In the courts
The problem of mould is being taken seriously by the New South Wales Consumer, Trader and Tenancy Tribunal, as three recent cases demonstrate.
- A tenant and his family moved out after only two nights in a newly-leased property. They testified that mould had caused respiratory problems and skin rashes, which cleared up when they moved out. The tribunal found the property was not fit for habitation, and ordered a refund of their bond and rent paid in advance. As well as the mould, the tenant complained of rodents, food left in the property, a dirty bathroom and debris under and outside the property.
- Landlords who failed to insulate a tin ceiling in an extension were ordered to compensate their tenants $5,400 – or $200 a month for the 27 months spent in the property. The tenants testified they had consistently complained about the roof, with condensation dripping on their furniture, heat of up to 50 degrees in summer and noise during rain so loud it was impossible to have a conversation or watch TV. The landlords claimed they could not afford $2000 in repair costs, but the tribunal found this was irrelevant. The tribunal awarded some costs of repairing damage against the tenant, however they did not award the full amount quoted as the work in the quotes had not been performed.
- Tenants were awarded more than $3000 in compensation for a five-month period in which insufficient work was done to prevent or clean up mould. The couple had a one-year-old baby who was particularly prone to health issues, and they frequently complained about the mould. The property manager passed on their concerns to the landlord, and some efforts were made to combat the problem – but these were ineffective. The tribunal also awarded the tenants more than $800 for damage to a change table, furniture and mattress.
A real estate agency, which issued the tenant in a $1500-a-week luxury penthouse with eight breaches for arrears, is not allowed to terminate the lease, according to a ruling from the Queensland Civil and Administrative Tribunal (QCAT).
“There’s a common misconception in the industry… Eight breach notices are not more deserving of action than two (required for termination),” the tribunal found.
“If… the lessor allows the breach behaviour to continue past two breaches then the tenant may have a legitimate expectation that the lessor will conduct business this way and that the lessor will tolerate minor breaches.”
However, the tribunal noted that the tenant was now clearly on notice that the rent was expected to be paid promptly “and his failure to do so may not have such a happy outcome for him in the future”.

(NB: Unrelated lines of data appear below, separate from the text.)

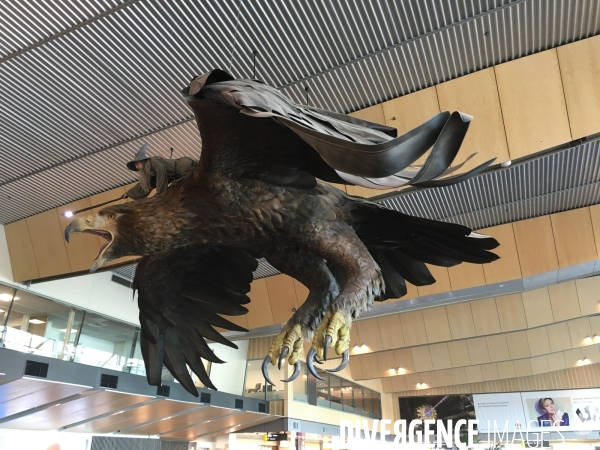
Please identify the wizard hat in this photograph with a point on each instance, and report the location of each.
(139, 156)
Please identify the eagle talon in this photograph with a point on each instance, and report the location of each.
(326, 345)
(265, 365)
(345, 361)
(310, 363)
(295, 374)
(284, 352)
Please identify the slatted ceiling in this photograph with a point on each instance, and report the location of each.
(522, 367)
(436, 324)
(518, 345)
(460, 320)
(588, 292)
(579, 64)
(497, 347)
(413, 328)
(559, 337)
(573, 237)
(511, 312)
(538, 309)
(564, 299)
(539, 343)
(459, 353)
(440, 356)
(579, 329)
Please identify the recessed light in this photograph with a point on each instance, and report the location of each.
(36, 321)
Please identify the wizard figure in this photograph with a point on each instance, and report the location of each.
(156, 172)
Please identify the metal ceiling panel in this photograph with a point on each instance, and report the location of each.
(84, 83)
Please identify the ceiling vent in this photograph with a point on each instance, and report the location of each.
(36, 369)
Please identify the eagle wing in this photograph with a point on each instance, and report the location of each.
(286, 139)
(182, 296)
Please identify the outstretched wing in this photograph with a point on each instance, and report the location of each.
(231, 114)
(181, 296)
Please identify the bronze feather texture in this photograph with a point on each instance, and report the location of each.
(261, 190)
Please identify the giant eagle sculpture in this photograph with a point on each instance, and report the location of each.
(260, 190)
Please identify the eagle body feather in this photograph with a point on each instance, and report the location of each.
(261, 190)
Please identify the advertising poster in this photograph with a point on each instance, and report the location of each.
(574, 410)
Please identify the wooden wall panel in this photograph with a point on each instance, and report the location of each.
(436, 324)
(511, 312)
(595, 215)
(48, 244)
(588, 294)
(535, 245)
(538, 309)
(81, 248)
(485, 317)
(282, 297)
(478, 351)
(574, 237)
(459, 353)
(533, 103)
(508, 266)
(497, 347)
(442, 282)
(565, 302)
(559, 337)
(390, 329)
(368, 332)
(413, 328)
(539, 344)
(22, 257)
(476, 94)
(259, 314)
(460, 319)
(580, 70)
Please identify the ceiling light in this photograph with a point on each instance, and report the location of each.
(36, 321)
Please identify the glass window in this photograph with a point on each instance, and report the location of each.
(323, 389)
(300, 385)
(256, 386)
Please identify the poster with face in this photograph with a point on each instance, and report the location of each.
(573, 410)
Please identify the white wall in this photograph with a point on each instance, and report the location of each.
(229, 377)
(5, 268)
(94, 292)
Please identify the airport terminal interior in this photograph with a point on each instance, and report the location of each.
(502, 352)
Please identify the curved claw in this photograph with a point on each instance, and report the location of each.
(345, 361)
(295, 374)
(310, 363)
(284, 353)
(328, 340)
(265, 366)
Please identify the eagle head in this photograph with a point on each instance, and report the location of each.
(105, 224)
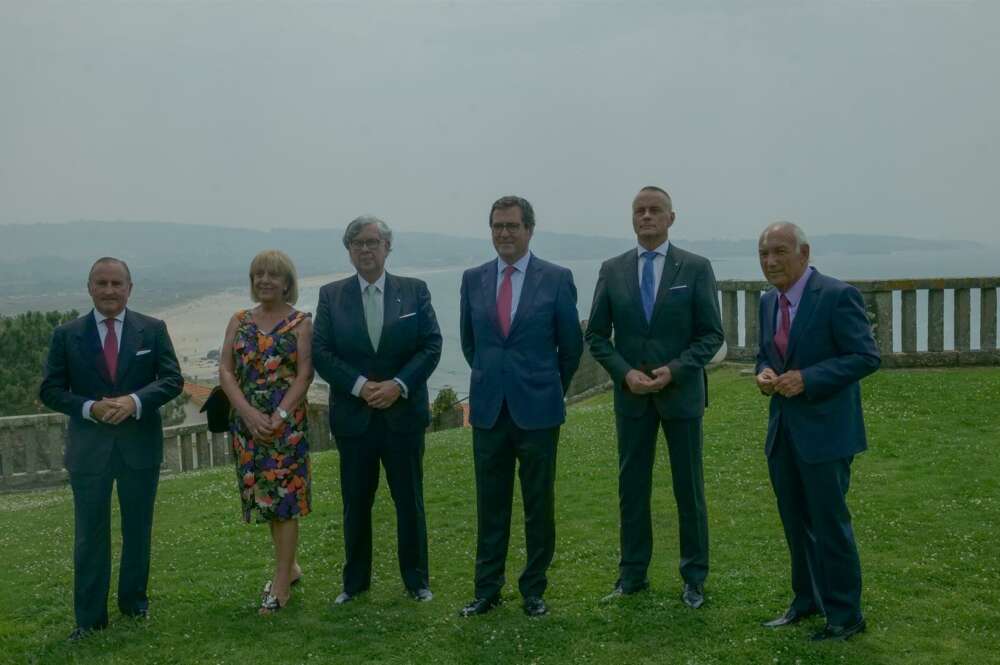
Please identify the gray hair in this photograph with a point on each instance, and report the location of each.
(800, 235)
(359, 223)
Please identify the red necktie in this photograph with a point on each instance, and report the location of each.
(784, 325)
(504, 300)
(111, 348)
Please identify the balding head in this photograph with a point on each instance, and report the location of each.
(784, 254)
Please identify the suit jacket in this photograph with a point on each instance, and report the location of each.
(831, 343)
(76, 372)
(409, 349)
(684, 333)
(532, 367)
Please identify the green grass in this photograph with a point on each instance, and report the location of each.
(925, 500)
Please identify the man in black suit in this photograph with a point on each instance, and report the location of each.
(521, 337)
(654, 325)
(110, 371)
(816, 344)
(375, 342)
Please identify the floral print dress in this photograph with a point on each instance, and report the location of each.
(273, 476)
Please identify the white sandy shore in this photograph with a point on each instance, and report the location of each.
(197, 326)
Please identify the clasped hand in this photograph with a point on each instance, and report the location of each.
(640, 383)
(380, 394)
(263, 428)
(113, 410)
(788, 384)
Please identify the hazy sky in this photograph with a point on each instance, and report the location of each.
(874, 117)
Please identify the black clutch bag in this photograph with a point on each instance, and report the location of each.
(217, 409)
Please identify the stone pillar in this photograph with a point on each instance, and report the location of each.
(935, 319)
(988, 319)
(963, 307)
(752, 318)
(909, 321)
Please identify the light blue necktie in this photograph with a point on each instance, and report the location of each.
(647, 287)
(373, 314)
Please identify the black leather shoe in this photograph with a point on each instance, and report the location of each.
(420, 595)
(840, 632)
(345, 597)
(534, 606)
(619, 592)
(790, 617)
(140, 612)
(81, 633)
(693, 595)
(480, 606)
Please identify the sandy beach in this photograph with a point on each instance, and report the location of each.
(196, 327)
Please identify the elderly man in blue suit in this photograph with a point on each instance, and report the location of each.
(816, 344)
(375, 342)
(110, 371)
(521, 336)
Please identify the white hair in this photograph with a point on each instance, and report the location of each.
(800, 235)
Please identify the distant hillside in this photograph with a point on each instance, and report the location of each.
(43, 266)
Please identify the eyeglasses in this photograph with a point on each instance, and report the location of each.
(370, 243)
(511, 227)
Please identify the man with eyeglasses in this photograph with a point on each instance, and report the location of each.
(521, 335)
(375, 342)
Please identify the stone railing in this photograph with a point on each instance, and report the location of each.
(909, 317)
(31, 447)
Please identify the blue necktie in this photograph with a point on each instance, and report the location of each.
(647, 287)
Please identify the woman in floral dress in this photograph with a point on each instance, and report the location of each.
(265, 370)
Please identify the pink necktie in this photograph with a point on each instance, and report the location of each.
(784, 325)
(111, 348)
(504, 300)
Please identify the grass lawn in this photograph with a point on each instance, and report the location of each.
(926, 507)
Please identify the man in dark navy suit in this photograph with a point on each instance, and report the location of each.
(654, 325)
(521, 335)
(375, 342)
(110, 371)
(816, 344)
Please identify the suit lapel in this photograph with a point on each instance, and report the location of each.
(671, 268)
(529, 286)
(91, 340)
(391, 307)
(488, 281)
(804, 312)
(131, 339)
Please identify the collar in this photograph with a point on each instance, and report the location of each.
(378, 283)
(100, 318)
(794, 293)
(521, 265)
(661, 250)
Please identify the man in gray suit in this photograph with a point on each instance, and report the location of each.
(654, 325)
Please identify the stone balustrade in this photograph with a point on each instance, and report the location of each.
(909, 317)
(31, 447)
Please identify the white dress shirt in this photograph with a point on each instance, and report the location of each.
(658, 261)
(379, 285)
(516, 280)
(102, 330)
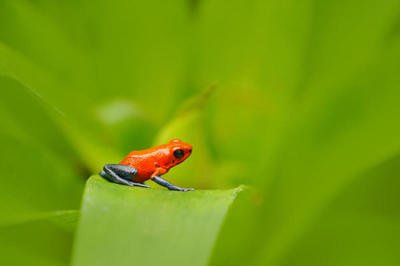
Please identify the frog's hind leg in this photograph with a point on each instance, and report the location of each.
(120, 174)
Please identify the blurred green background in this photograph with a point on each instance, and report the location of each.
(298, 100)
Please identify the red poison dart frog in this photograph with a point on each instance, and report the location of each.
(140, 166)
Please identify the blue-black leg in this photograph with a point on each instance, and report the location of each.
(165, 183)
(121, 174)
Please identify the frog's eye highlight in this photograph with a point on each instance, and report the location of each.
(179, 153)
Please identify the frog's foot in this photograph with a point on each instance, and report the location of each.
(165, 183)
(120, 174)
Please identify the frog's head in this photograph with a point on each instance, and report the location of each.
(179, 151)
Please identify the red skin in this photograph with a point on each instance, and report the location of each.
(156, 161)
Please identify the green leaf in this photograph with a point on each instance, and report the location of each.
(38, 239)
(122, 225)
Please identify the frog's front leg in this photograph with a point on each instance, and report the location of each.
(165, 183)
(121, 174)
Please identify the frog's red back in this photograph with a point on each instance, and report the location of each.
(163, 157)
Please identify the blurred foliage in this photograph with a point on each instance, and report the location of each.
(299, 99)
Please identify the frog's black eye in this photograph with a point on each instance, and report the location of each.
(179, 154)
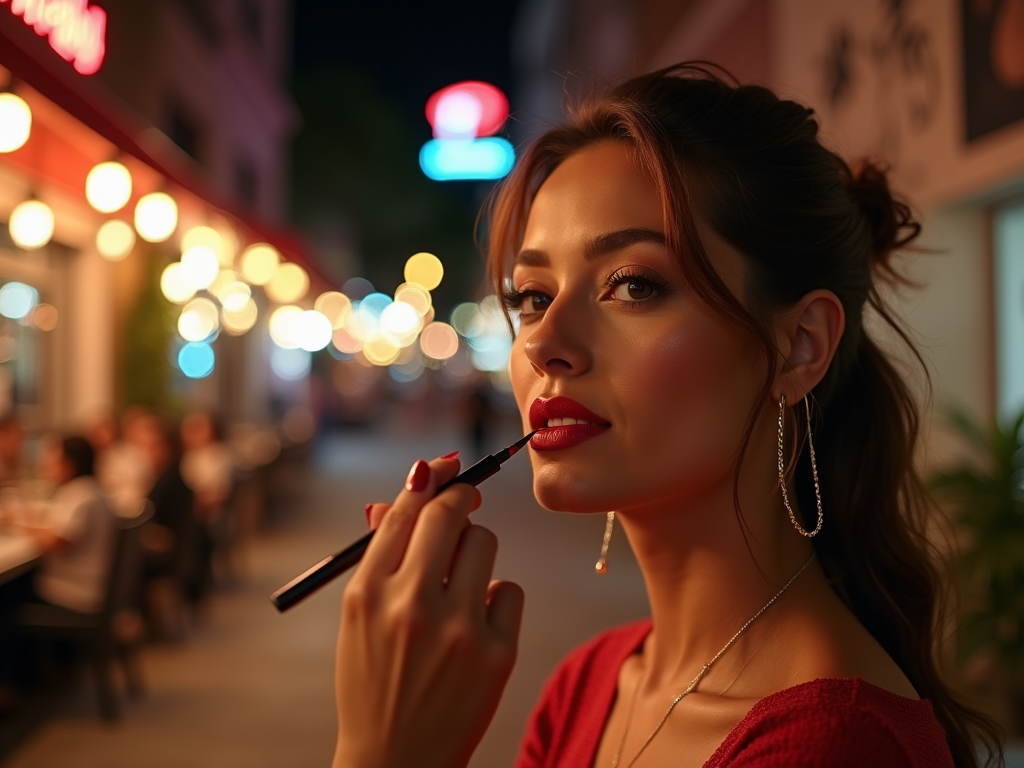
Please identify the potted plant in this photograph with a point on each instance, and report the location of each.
(986, 501)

No signed tenancy agreement, no deal
A Queensland real estate agency has been ordered to refund bond and advance rent taken from prospective tenants who later decided not to sign a tenancy agreement.
The agency argued that a verbal contract was in place, and noted that they had stopped advertising and opening the property, claiming that the tenants had effectively broken the lease.
“If (the agency) proceeded on the assumption that this tenancy was signed, sealed and delivered, when it was not, then that was done at its own risk.”
Estimates insufficient for gas charge
A Victorian tenant has been found not liable for gas charges relating to a hot water service shared by the entire complex.
The Victorian Civil and Administrative Tribunal was not satisfied that an individual meter existed for hot water to the tenant’s home, which did not have its own hot water storage tank.
Even if a separate meter existed, the amount of gas use attributed to the tenant would, at best, be an estimate – and, as such, could not be legally charged to the tenant.